Another factor may simply be the accelerated pace of life. Concentrating on one thing seems a waste of our limited time, especially when that one thing involves waiting.

In this, your writer is no model of rectitude. Standing or even walking without earbuds or some riveting screen action often seems excruciating. In any line, I’m checking Twitter, messages and email, sometimes Facebook. And so are half the other people waiting.

This is apparently a real addiction. Phoning, Googling, emailing, texting — “each of these things tweaks the novelty-seeking, reward-seeking centers of the brain,” writes neuroscientist Daniel Levitin, “causing a burst of endogenous opioids (no wonder it feels so good!), all to the detriment of our staying on task.”

Texting is the worst.

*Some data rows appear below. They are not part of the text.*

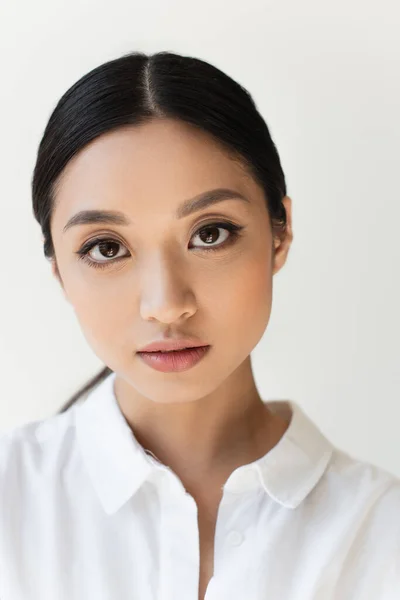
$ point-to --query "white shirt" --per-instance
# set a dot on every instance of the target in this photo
(87, 514)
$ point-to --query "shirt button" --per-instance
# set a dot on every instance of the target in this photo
(235, 538)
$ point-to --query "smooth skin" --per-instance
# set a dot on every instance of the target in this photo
(207, 421)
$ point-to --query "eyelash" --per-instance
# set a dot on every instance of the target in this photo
(84, 251)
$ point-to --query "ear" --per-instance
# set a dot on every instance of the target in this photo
(283, 242)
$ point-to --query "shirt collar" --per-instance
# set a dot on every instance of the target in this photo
(118, 465)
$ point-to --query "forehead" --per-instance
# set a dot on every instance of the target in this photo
(153, 165)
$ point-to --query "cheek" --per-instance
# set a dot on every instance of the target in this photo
(104, 314)
(244, 298)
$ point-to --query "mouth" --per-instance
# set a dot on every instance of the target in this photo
(174, 360)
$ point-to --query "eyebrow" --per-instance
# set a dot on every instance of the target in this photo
(188, 207)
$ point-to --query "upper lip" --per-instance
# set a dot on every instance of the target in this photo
(171, 344)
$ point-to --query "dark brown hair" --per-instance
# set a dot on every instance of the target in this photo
(139, 87)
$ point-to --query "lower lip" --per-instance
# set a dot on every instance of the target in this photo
(174, 361)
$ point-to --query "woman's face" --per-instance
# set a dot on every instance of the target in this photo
(158, 273)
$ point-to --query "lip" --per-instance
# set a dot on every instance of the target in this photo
(180, 360)
(166, 345)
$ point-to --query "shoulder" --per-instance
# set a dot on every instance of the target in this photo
(365, 499)
(360, 478)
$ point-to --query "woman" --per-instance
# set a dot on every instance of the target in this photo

A study by the Washington (state) Traffic Safety Commission found that texting raised a driver’s risk of causing an accident by 23 times. Last year, 20 percent of the deadly accidents in the state were tied to distracted driving.

Insurance companies are very concerned. The average car insurance premium spiked by 16 percent last year, to an average of $926 nationwide. Much of it, the industry says, reflects the havoc unleashed by drivers engrossed in their gadgets.

The tragedy in Texas was remarkable for the high death count and the mind-blowing recklessness of the texting driver. But the national toll from distracted behavior continues to rise daily at a shocking rate. Laws governing what one may do under the influence of smartphones may help. Obviously, though, the problem goes deeper than that.